Regression detection

ts
import { detectRegressions, exitOnFailures } from '@graphorin/evals';

const baseline = JSON.parse(await readFile('./baselines/golden.json', 'utf8'));
const report = await runEvals(...);
const regression = detectRegressions(report, baseline, {
  maxPassRateDropPct: 5,
  maxAvgScoreDrop: 0.05,
  maxAvgDurationIncreaseMs: 250,
});
if (regression.hasRegressions) {
  for (const f of regression.findings) {
    console.error(`regression — ${f.kind}: ${f.message}`);
  }
}
exitOnFailures(report, regression);

Multi-format report writing

ts
import { writeReports } from '@graphorin/evals';

await writeReports({
  report,
  outDir: './eval-out',
  formats: ['terminal', 'markdown', 'json', 'junit', 'html'],
  basename: 'golden',
});

  • DEC-152 — Eval split: keep evaluation interfaces in @graphorin/observability, ship the full eval framework as @graphorin/evals.

License

MIT © 2026 Oleksiy Stepurenko


Project Graphorin · v0.1.0 · MIT License · © 2026 Oleksiy Stepurenko · https://github.com/o-stepper/graphorin

Modules

ModuleDescription
@graphorin/evals — eval framework for the Graphorin framework.
cliCLI integration helpers.
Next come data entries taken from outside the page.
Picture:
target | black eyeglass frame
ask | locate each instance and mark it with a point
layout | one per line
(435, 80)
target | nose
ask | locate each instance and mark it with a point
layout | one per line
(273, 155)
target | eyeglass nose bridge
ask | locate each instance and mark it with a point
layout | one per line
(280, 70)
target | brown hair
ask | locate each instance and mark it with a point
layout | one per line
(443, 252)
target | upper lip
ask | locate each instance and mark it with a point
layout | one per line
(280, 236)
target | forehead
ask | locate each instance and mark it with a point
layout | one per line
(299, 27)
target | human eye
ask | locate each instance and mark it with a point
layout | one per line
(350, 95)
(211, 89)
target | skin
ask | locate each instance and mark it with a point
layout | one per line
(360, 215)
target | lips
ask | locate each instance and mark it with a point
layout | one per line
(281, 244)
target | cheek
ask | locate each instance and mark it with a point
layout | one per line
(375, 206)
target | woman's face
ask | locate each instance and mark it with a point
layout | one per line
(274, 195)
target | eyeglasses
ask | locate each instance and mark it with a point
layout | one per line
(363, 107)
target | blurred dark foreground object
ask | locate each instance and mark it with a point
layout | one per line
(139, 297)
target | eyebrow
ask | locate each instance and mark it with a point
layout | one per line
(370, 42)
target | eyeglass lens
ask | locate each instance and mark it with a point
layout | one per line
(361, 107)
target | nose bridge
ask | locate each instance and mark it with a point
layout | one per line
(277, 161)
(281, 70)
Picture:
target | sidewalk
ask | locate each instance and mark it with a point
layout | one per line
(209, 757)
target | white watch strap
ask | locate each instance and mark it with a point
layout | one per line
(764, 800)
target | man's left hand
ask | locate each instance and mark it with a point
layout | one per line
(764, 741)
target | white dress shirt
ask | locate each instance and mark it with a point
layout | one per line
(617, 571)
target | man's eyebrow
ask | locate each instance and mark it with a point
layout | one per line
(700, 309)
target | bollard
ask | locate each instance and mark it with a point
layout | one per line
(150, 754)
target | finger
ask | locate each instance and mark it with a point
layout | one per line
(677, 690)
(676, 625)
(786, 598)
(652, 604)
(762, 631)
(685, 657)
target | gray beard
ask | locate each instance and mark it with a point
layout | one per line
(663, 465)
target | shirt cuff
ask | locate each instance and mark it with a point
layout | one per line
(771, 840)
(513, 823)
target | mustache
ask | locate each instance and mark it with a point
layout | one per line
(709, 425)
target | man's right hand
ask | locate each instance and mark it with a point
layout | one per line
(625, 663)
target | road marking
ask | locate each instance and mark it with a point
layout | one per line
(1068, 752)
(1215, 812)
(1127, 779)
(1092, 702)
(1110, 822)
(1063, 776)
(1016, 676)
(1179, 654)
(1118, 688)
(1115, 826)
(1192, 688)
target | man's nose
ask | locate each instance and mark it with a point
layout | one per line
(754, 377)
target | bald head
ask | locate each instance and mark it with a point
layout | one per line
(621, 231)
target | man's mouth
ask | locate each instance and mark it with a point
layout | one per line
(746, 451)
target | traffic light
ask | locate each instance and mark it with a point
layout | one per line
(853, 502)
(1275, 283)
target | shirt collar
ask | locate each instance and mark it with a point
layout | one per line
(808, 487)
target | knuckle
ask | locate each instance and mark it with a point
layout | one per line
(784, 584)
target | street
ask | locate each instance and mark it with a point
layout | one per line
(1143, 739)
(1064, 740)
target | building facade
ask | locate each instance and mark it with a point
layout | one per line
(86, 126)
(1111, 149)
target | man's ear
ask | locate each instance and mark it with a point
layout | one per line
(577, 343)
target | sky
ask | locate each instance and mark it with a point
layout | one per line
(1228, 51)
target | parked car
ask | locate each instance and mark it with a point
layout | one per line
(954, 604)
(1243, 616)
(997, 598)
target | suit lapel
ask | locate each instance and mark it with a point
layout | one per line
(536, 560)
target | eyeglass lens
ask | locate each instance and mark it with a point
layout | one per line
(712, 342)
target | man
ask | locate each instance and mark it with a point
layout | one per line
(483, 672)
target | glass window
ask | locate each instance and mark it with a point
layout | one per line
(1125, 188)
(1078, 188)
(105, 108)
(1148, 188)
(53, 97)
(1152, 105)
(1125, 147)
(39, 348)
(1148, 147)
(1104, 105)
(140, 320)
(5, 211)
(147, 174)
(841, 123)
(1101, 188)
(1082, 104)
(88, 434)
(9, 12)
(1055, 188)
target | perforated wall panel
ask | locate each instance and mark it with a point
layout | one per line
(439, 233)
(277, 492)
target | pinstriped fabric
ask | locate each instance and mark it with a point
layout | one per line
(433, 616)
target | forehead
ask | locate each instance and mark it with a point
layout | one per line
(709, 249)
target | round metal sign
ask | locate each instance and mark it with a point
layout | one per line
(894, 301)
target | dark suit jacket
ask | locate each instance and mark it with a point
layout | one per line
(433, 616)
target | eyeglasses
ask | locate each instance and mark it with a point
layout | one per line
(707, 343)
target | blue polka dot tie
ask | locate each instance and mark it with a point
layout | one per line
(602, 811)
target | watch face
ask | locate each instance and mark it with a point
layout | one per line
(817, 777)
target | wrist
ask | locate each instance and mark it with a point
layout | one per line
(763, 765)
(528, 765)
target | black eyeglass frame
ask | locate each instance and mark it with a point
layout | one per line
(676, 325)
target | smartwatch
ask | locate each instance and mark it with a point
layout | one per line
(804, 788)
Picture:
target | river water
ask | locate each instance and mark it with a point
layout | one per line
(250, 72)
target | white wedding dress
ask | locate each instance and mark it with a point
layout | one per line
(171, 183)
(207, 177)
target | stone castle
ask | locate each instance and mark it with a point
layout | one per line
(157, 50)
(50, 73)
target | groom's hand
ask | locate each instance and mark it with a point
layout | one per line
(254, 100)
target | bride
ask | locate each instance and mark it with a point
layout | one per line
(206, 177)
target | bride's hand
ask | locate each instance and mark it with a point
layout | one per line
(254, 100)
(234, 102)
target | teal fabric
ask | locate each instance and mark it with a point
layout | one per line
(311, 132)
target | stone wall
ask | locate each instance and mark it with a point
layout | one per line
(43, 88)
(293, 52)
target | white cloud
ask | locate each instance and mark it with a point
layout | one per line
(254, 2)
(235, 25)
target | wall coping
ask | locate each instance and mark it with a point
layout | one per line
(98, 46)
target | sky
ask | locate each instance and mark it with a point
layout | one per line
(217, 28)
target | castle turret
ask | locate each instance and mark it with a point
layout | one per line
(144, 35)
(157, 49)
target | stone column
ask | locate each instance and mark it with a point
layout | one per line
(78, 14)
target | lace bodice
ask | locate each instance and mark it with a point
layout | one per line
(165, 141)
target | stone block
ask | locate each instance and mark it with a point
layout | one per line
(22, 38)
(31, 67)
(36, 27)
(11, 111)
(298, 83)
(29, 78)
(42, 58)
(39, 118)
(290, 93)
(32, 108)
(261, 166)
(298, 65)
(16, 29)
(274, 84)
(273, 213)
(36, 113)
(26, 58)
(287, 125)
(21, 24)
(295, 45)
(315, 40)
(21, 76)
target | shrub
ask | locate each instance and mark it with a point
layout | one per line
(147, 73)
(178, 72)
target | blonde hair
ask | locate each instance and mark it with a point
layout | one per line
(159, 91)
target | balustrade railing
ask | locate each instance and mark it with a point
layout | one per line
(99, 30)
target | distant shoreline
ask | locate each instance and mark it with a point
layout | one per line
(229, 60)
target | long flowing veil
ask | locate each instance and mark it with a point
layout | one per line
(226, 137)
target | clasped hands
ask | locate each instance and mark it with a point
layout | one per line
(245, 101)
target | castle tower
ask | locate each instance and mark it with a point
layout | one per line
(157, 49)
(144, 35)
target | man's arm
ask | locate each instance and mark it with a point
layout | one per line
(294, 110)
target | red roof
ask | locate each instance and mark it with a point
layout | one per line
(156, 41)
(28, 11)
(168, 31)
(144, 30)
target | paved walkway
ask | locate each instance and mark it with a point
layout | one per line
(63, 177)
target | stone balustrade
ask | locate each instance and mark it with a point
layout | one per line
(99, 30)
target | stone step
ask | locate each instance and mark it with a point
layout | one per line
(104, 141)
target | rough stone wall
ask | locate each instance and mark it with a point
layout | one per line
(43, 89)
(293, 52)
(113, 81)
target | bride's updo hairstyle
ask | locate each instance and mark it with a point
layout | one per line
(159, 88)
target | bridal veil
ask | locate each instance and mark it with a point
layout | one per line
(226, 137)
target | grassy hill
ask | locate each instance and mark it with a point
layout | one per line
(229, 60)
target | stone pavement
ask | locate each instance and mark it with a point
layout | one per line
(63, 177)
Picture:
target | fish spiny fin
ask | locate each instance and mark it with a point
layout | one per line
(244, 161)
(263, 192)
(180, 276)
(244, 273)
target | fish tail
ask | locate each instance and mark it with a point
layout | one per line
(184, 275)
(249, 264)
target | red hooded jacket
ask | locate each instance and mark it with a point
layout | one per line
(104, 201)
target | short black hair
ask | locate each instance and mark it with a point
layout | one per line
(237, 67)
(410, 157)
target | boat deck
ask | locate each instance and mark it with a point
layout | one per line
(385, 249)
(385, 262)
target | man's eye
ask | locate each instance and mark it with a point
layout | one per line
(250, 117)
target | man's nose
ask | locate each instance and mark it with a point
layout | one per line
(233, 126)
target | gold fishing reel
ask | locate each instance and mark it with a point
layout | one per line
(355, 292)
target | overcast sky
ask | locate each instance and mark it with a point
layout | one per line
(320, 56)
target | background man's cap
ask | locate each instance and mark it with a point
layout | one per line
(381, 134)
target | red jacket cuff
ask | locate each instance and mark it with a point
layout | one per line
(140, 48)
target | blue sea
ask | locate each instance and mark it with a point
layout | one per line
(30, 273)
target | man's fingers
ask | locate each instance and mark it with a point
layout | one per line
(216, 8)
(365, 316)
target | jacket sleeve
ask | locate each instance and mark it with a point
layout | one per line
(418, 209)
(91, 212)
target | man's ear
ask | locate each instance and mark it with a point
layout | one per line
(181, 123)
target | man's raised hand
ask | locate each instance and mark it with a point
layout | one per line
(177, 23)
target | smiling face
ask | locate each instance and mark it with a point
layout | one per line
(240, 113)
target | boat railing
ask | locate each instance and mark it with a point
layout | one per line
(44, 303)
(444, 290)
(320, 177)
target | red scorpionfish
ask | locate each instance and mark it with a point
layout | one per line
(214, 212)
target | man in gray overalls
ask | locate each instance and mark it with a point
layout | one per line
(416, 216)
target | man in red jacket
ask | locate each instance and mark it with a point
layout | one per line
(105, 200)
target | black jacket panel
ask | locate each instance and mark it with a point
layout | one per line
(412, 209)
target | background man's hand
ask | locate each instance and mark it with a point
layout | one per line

Convenience wrappers that combine the runner + a reporter + an exit-code mapping so consumer scripts can stay short.
loadersDataset loaders. Every loader returns a fully-materialised Dataset that the runner can iterate over without further I/O. Streaming loaders are a post-MVP follow-up.
reportersBarrel export for every shipped reporter. Each renderer takes an EvalReport and returns the canonical text representation; the caller decides where to write it (writeFile, process.stdout, GitHub Actions step summary, etc.).
scorersBarrel export for every shipped scorer family.